Here’s a great article on Dana Gioia, the chairman for the . He’s a poet and is the creative force behind such great projects as “Poetry Out Loud” which I featured on Cloudy Day Art #65.

Some of you probably believe that the NEA’s take on poetry is probably too upscale for the average American, but at the same time Mr. Gioia and crew have done a lot of work to get poetry out of the academics and into everyday society. The Poetry Out Loud project is just one small example.

“…Gioia found he disliked the cloistered academic world and the fact that he was being trained to write a kind of poetry his own family would never enjoy. “It’s bad as a society if you have all your poets at a university. There should be a broader life experience open to writers,” he says. “I was being taught a professional language that was spoken by about 600, 700 people in the world.”

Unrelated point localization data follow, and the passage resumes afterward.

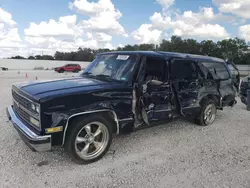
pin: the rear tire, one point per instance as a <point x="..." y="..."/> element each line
<point x="61" y="71"/>
<point x="76" y="71"/>
<point x="88" y="139"/>
<point x="207" y="113"/>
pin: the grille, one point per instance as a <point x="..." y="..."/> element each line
<point x="21" y="113"/>
<point x="22" y="107"/>
<point x="21" y="100"/>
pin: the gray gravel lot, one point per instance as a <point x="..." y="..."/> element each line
<point x="178" y="154"/>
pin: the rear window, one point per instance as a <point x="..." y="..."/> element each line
<point x="218" y="70"/>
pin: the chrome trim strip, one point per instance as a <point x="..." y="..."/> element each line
<point x="29" y="134"/>
<point x="17" y="92"/>
<point x="27" y="111"/>
<point x="90" y="112"/>
<point x="38" y="117"/>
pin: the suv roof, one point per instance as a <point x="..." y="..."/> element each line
<point x="169" y="55"/>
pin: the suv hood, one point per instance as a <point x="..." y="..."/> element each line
<point x="49" y="88"/>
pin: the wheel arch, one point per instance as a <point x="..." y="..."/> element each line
<point x="214" y="97"/>
<point x="108" y="113"/>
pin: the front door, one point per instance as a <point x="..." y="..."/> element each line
<point x="155" y="99"/>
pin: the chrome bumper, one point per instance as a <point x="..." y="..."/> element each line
<point x="36" y="142"/>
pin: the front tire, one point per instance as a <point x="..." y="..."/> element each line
<point x="207" y="113"/>
<point x="61" y="71"/>
<point x="88" y="139"/>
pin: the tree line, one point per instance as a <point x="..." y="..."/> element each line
<point x="233" y="49"/>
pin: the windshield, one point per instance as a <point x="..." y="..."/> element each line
<point x="115" y="66"/>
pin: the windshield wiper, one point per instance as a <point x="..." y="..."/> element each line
<point x="108" y="77"/>
<point x="86" y="73"/>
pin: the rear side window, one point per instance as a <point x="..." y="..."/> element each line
<point x="217" y="70"/>
<point x="183" y="69"/>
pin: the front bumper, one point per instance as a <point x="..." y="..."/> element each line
<point x="36" y="142"/>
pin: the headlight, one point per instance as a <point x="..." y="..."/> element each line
<point x="35" y="108"/>
<point x="38" y="109"/>
<point x="34" y="122"/>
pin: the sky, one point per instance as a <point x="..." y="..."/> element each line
<point x="32" y="27"/>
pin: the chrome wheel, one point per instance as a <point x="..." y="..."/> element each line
<point x="92" y="140"/>
<point x="209" y="114"/>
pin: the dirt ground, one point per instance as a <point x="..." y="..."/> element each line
<point x="178" y="154"/>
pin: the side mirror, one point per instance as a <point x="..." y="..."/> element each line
<point x="154" y="83"/>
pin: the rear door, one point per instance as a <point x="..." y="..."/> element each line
<point x="184" y="77"/>
<point x="221" y="76"/>
<point x="235" y="74"/>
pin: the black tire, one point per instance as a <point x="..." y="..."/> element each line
<point x="61" y="71"/>
<point x="76" y="126"/>
<point x="200" y="120"/>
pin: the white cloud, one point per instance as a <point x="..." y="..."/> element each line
<point x="200" y="25"/>
<point x="236" y="7"/>
<point x="165" y="3"/>
<point x="103" y="16"/>
<point x="65" y="28"/>
<point x="6" y="18"/>
<point x="63" y="35"/>
<point x="145" y="34"/>
<point x="244" y="32"/>
<point x="10" y="40"/>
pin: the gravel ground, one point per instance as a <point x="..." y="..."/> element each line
<point x="178" y="154"/>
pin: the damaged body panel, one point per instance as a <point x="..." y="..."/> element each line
<point x="118" y="92"/>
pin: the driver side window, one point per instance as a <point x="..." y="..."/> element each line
<point x="155" y="69"/>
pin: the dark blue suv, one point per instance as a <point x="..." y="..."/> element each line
<point x="120" y="92"/>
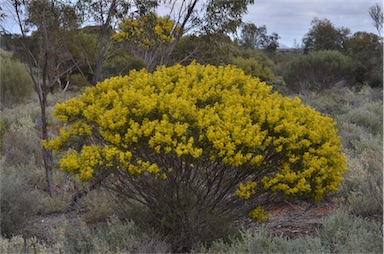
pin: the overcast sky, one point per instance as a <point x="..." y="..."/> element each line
<point x="291" y="19"/>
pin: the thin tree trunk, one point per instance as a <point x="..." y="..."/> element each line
<point x="102" y="48"/>
<point x="47" y="155"/>
<point x="180" y="33"/>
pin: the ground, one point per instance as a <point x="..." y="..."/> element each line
<point x="290" y="219"/>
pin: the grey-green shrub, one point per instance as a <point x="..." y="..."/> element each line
<point x="346" y="233"/>
<point x="255" y="67"/>
<point x="258" y="240"/>
<point x="115" y="236"/>
<point x="318" y="71"/>
<point x="16" y="84"/>
<point x="19" y="201"/>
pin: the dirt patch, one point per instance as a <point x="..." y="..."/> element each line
<point x="299" y="219"/>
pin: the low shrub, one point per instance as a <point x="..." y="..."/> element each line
<point x="259" y="241"/>
<point x="16" y="84"/>
<point x="19" y="201"/>
<point x="115" y="236"/>
<point x="346" y="233"/>
<point x="317" y="71"/>
<point x="255" y="68"/>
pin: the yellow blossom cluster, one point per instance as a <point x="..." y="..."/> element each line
<point x="199" y="114"/>
<point x="146" y="31"/>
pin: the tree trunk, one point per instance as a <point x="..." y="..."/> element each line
<point x="47" y="155"/>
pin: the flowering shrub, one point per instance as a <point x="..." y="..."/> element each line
<point x="195" y="141"/>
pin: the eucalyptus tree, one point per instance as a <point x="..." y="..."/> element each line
<point x="46" y="58"/>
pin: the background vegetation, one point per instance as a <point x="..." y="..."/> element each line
<point x="84" y="217"/>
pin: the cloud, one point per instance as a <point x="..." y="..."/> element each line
<point x="292" y="19"/>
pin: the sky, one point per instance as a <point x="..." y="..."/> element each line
<point x="291" y="19"/>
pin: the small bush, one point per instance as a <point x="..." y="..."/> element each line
<point x="368" y="116"/>
<point x="318" y="71"/>
<point x="259" y="241"/>
<point x="115" y="236"/>
<point x="78" y="80"/>
<point x="255" y="68"/>
<point x="16" y="84"/>
<point x="346" y="233"/>
<point x="121" y="65"/>
<point x="19" y="201"/>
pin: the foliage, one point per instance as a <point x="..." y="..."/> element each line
<point x="198" y="135"/>
<point x="324" y="36"/>
<point x="149" y="36"/>
<point x="367" y="50"/>
<point x="255" y="68"/>
<point x="341" y="233"/>
<point x="3" y="128"/>
<point x="256" y="38"/>
<point x="214" y="49"/>
<point x="115" y="237"/>
<point x="258" y="240"/>
<point x="146" y="31"/>
<point x="19" y="201"/>
<point x="78" y="80"/>
<point x="346" y="233"/>
<point x="122" y="64"/>
<point x="376" y="13"/>
<point x="318" y="71"/>
<point x="16" y="84"/>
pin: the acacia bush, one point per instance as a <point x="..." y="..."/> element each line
<point x="319" y="70"/>
<point x="197" y="146"/>
<point x="16" y="84"/>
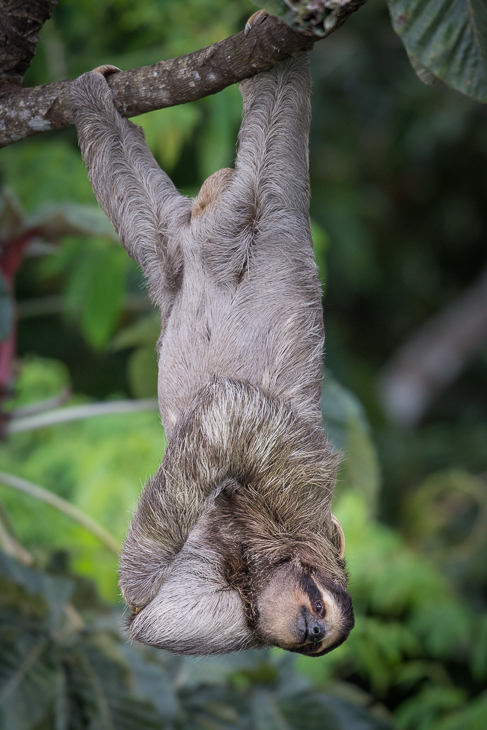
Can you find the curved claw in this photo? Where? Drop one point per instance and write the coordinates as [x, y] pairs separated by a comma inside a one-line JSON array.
[[341, 535], [105, 70]]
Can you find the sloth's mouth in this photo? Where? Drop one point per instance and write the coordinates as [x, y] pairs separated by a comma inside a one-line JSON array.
[[311, 648]]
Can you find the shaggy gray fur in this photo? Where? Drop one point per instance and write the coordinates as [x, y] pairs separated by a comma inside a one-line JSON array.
[[247, 478]]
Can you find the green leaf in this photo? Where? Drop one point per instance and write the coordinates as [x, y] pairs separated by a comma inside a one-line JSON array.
[[26, 680], [167, 130], [347, 428], [96, 287], [448, 38]]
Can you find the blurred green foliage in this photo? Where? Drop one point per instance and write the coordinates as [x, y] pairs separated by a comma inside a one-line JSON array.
[[399, 189]]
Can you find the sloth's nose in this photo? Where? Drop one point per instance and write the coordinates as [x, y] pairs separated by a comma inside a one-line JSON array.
[[316, 631]]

When he decided to leave Harvard to study business at Stanford, most of his professors couldn’t understand his decision to abandon a promising academic career. But Gioia saw himself following poets like T.S. Eliot and Wallace Stevens, who had worked in commerce and wrote on the side. His questions about the system would crystallize in one of his most famous and debated writings, a 1991 essay for The Atlantic, “Can Poetry Matter?” in which he argues the form has become too elitist.”

The NEA has received a lot of bad press for the “art” that it has endorsed over the years, but perhaps Mr. Gioia is changing that perception–one poet at a time.